To test our data we are going to use an amazing package called Great Expectations. I’m not even going to be touching the surface of what this package can do so I highly suggest checking it out!.

df_ge = ge.dataset.PandasDataset(df) #Load pd dataframe into great_expectations (GE)

#Define a rule to define the order and fields that should exist
df_ge.expect_table_columns_to_match_ordered_list(['flight_number',
 'date',
 'time_utc',
 'booster_version',
 'launch_site',
 'payload',
 'customer',
 'outcome'])
#flight_number should ALWAYS be unique. We don't want duplicate data in our warehouse
df_ge.expect_column_values_to_be_unique('flight_number')

#flight_number should never be null
df_ge.expect_column_values_to_not_be_null('flight_number')

#flight_number should be an integer
df_ge.expect_column_values_to_be_of_type('flight_number', 'int64')

#Validate our data
validation_results = df_ge.validate()

#If our data is valid validation_results["success"] should return True
if(validation_results["success"] == True):
    print ('All assertions have passed! :)')
else:
    print ('Some assertions have failed! :(')

If we ran the code now we now, using our expected pdf, it should pass all assertions. However, take a look at the messy pdf. I have intentially added some duplicate flight_number rows and renamed the output column. If we ran it again (updating the PDF source from section 2) using the messy PDF the above code should return “Some assertions have failed :(“. The output of validation_results is also fairly verbose but you can view the full output here.

{"Expected Column Position": 7,"Expected": "outcome","Found": "mission outcome"}

Having some basic tests in your ETL pipeline like this can easily help in ensuring the quality of your data is consistant and reliable.

5) Saving our data in S3

Its beyond the scope of this article to teach you how to setup an S3 bucket with correct permissions, so i’m going to assume you know how to do that or know how to figure it out.

AWSAccessKeyId='your_access_key_id'
AWSSecretKey='your_secret_key'
bucket = 'scrape-pdf-example' # your S3 bucket
csv_buffer = StringIO()
s3 = boto3.client('s3', aws_access_key_id=AWSAccessKeyId, aws_secret_access_key=AWSSecretKey)
df.to_csv(csv_buffer) #save our dataframe into memory
s3_resource = boto3.resource('s3')
s3_resource.Object(bucket, 'df.csv').put(Body=csv_buffer.getvalue()) #push CSV to S3

Code snippet from Stefan! Done! you should now have a CSV file in your S3 bucket, which if you wanted could be ingested into other AWS service (Glue, Redshift etc).

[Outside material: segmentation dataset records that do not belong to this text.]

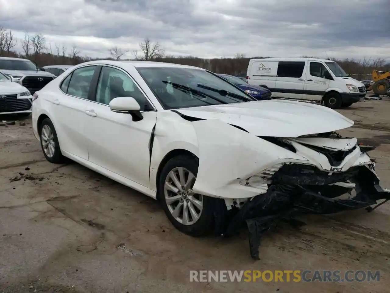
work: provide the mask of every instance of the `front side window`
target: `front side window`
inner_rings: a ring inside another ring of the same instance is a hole
[[[0,59],[0,70],[35,70],[37,66],[30,60],[23,59]],[[40,70],[39,68],[38,70]]]
[[[137,70],[165,109],[254,100],[225,80],[201,69],[148,67]]]
[[[145,95],[123,71],[112,67],[103,66],[99,77],[96,101],[108,105],[115,98],[128,96],[138,102],[140,110],[153,110]]]
[[[89,86],[96,67],[96,65],[87,66],[77,68],[73,71],[70,77],[67,91],[66,92],[71,96],[87,99]],[[67,79],[63,82],[62,86]]]
[[[326,62],[325,64],[328,65],[328,67],[336,77],[347,77],[349,76],[341,66],[336,62]]]
[[[325,77],[326,76],[326,72],[328,74],[329,73],[324,64],[320,62],[310,62],[309,70],[310,75],[312,76],[323,79],[326,78]]]
[[[299,78],[302,77],[305,68],[303,61],[279,61],[278,65],[278,77],[294,77]]]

enter image description here

Do you test the quality of your data in production?

Closing Comments The above code could have been easily achieved using the AWS Service Textract service or other Python packages, but for me, Tabula worked great on simple and more complex PDF documents with multiple tables and more complex table structures. Data Quality and testing data in general is critical and often neglected. Solutions like DBT and Matillion offer functionality to test/assert your data and make this process extremely easy to do. What tools do you use? Saving the final output to S3 is obviously optional. I only chose to do this as a future article will be making use of the CSV file in S3 as a starting point.